The Mississippi Delta region is an alluvial valley that starts at Cape Girardeau and extends south to the Gulf of Mexico. In Missouri, it is bounded in the west by the Ozark Escarpment and in the east by the Mississippi River. The largest area of rice production is in Butler and Stoddard counties (Figure 1).

Physiographic map of Delta region in southeast Missouri
Figure 1. Physiographic map of Delta region in southeast Missouri.

Map of soil associations in southeast Missouri
Figure 2. Sharkey clay is often called “gumbo” by farmers.

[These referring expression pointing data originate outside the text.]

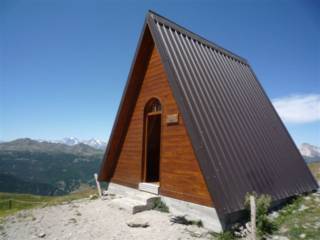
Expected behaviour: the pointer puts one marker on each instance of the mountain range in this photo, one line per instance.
(71, 141)
(46, 168)
(62, 166)
(310, 152)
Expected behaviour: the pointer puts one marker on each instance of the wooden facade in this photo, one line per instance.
(180, 175)
(229, 139)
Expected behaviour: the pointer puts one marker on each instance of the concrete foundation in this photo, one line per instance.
(191, 211)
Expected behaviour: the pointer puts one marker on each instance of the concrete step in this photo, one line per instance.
(134, 205)
(149, 187)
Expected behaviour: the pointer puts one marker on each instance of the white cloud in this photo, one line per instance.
(298, 108)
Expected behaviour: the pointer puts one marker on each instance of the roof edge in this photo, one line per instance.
(183, 30)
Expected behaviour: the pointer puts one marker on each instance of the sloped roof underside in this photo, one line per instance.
(240, 141)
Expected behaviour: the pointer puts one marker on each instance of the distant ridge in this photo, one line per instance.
(310, 152)
(92, 142)
(46, 168)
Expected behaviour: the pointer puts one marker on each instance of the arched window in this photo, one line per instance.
(153, 106)
(152, 141)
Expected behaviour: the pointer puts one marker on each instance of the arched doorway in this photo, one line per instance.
(152, 140)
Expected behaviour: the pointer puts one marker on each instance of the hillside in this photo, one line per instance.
(29, 166)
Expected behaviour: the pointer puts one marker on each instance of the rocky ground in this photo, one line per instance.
(94, 219)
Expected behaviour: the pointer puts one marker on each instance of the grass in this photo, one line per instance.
(315, 169)
(300, 218)
(11, 203)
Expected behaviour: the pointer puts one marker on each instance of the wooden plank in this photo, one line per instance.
(180, 175)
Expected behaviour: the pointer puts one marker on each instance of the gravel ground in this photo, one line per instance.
(93, 219)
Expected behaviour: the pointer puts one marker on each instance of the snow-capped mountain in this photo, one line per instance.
(96, 143)
(71, 141)
(93, 142)
(310, 152)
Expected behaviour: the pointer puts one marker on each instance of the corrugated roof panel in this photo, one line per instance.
(240, 141)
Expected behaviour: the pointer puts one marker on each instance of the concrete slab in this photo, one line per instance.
(132, 200)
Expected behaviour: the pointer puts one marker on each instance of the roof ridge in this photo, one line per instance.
(189, 33)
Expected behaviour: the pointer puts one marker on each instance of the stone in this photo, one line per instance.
(138, 223)
(302, 235)
(196, 231)
(41, 234)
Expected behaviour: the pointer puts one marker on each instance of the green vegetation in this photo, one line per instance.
(315, 169)
(264, 225)
(52, 169)
(300, 218)
(11, 203)
(160, 206)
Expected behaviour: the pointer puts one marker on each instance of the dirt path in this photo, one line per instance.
(93, 219)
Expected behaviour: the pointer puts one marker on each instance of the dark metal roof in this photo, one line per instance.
(239, 140)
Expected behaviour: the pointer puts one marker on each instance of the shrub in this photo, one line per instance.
(263, 223)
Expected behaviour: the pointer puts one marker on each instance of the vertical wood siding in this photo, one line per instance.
(180, 175)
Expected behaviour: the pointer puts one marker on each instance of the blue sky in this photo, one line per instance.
(63, 64)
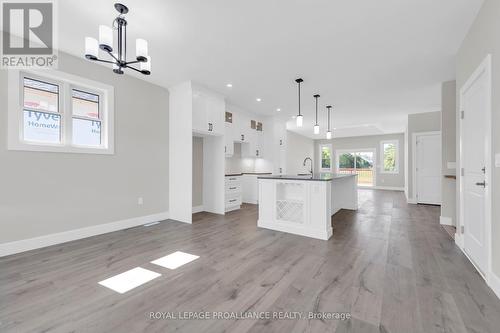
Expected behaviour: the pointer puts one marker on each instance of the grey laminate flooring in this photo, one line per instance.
(390, 265)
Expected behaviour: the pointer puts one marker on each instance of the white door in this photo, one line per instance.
(428, 160)
(474, 105)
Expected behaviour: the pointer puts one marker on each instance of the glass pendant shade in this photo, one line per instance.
(141, 49)
(300, 120)
(91, 48)
(146, 66)
(105, 38)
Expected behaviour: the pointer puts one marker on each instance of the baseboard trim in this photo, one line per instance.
(494, 283)
(197, 209)
(443, 220)
(412, 201)
(71, 235)
(389, 188)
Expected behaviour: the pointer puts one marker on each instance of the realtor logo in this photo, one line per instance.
(28, 38)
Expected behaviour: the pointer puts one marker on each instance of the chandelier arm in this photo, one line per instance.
(113, 56)
(135, 69)
(106, 61)
(132, 62)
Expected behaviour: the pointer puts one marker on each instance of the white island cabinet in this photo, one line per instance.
(304, 205)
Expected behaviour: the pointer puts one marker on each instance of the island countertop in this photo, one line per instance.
(315, 177)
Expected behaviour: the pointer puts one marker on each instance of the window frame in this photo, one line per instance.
(60, 102)
(382, 160)
(100, 118)
(66, 83)
(321, 169)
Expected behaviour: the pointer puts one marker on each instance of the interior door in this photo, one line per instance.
(429, 169)
(473, 163)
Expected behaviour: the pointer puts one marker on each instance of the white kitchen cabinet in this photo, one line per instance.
(233, 197)
(241, 128)
(208, 112)
(229, 141)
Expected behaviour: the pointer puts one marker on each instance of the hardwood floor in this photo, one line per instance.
(390, 265)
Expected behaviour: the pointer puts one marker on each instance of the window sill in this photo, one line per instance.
(59, 149)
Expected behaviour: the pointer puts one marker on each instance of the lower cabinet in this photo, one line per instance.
(233, 193)
(250, 189)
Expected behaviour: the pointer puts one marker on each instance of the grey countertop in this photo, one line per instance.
(316, 177)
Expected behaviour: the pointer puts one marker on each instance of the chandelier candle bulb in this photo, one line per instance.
(91, 48)
(300, 120)
(146, 66)
(141, 49)
(105, 38)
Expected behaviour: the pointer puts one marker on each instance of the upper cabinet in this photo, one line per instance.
(208, 112)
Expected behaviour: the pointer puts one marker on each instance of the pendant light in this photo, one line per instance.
(300, 118)
(316, 127)
(329, 133)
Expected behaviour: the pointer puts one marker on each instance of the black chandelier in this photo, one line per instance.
(105, 43)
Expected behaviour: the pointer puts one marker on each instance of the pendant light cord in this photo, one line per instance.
(328, 107)
(299, 97)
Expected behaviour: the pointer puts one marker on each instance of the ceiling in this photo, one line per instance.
(375, 61)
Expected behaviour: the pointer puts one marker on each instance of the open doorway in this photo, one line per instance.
(361, 162)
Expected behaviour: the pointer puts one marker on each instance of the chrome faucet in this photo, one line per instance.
(304, 164)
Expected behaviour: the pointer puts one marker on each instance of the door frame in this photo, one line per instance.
(483, 68)
(338, 152)
(415, 135)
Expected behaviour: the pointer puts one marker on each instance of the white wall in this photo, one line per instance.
(44, 193)
(298, 147)
(369, 142)
(448, 123)
(181, 152)
(482, 39)
(419, 122)
(197, 185)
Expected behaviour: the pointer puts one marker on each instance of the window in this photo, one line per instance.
(41, 118)
(360, 162)
(58, 112)
(86, 120)
(390, 156)
(325, 152)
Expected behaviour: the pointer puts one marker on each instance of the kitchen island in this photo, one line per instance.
(304, 205)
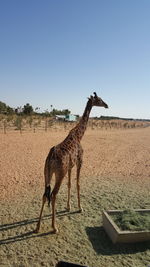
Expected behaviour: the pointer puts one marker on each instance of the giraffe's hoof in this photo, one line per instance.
(68, 208)
(36, 230)
(80, 210)
(55, 231)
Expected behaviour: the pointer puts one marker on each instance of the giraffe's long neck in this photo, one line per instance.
(82, 125)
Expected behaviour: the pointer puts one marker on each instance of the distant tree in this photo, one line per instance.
(55, 112)
(27, 109)
(4, 109)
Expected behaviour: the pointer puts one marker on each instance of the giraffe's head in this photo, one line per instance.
(97, 101)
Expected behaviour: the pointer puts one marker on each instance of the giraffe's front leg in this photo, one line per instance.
(69, 188)
(55, 229)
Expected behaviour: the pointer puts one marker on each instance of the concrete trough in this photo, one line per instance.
(120, 236)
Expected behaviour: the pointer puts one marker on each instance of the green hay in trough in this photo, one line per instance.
(132, 220)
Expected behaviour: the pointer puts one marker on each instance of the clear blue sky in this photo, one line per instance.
(58, 52)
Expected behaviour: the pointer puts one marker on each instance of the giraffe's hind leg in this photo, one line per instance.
(69, 188)
(78, 187)
(59, 179)
(39, 221)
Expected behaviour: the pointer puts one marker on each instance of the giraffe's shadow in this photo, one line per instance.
(29, 234)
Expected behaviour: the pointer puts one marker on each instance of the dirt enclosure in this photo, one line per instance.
(115, 175)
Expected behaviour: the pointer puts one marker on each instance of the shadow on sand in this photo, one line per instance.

Crowley’s Ridge divides the two main rice areas in Missouri. In the western lowland, rice soils usually have a silt loam surface layer with a silty clay subsoil. Historically, this is where rice started in Missouri. Fields work well for flood irrigating rice because the clay subsoil has poor internal drainage.

Rice fields in eastern counties along the Mississippi River usually contain Sharkey clay soil, called “gumbo” by many farmers because the clay is sticky and forms clogs. It contains shrink-swell clay that expands and contracts during wet and dry cycles (Figure 2). To minimize leaking, farmers build levees and install gates several weeks before flooding to give clogs time to melt from rainfall.

Missouri has 657,000 acres of Sharkey clay soil. Furrow irrigation — which does not require levees — works well on this soil. This region is likely to be a growth area for rice in the future.